На другом конце равнины темнели лесные дебри, заслоняя горизонт. Юрий Глебович понимал: если татары затеряются в этом дальнем лесу, настичь их будет уже невозможно.
Гридни мчались, яростно нахлестывая коней. Горяин и князь летели далеко впереди, словно состязаясь в быстроте своих скакунов.
Дальний лес постепенно надвигался, вырастая на глазах, уходя по крутым склонам холмов почти к самым бледно-голубым небесам. Всадники в мохнатых шапках уже достигли кромки леса и один за другим исчезали в его тенистом сумраке. Еще немного, и весь татарский отряд скроется за деревьями. Один из татар заметно отстал от своих, ему доставляла хлопот плененная девица, которая норовила спрыгнуть с лошади. Это была княгиня Серафима.
– Стреляйте! – кричал Юрий Глебович своим гридням. – Стреляйте же!

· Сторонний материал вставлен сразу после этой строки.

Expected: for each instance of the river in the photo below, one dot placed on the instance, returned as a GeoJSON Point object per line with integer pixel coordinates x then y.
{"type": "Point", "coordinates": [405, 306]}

Трое из его дружинников подняли луки, но их стрелы воткнулись в землю с небольшим недолетом. Уставшие кони русичей уже не могли скакать быстрее. Степняки явно ускользали от погони…
Но вот лук поднял Горяин. Пущенная им стрела, оперенная совиными перьями, прочертив в воздухе длинную дугу, поразила приотставшего татарина прямо в затылок. Степняк мгновенно испустил дух, свалившись с седла вместе с пленницей, которую он цепко держал одной рукой.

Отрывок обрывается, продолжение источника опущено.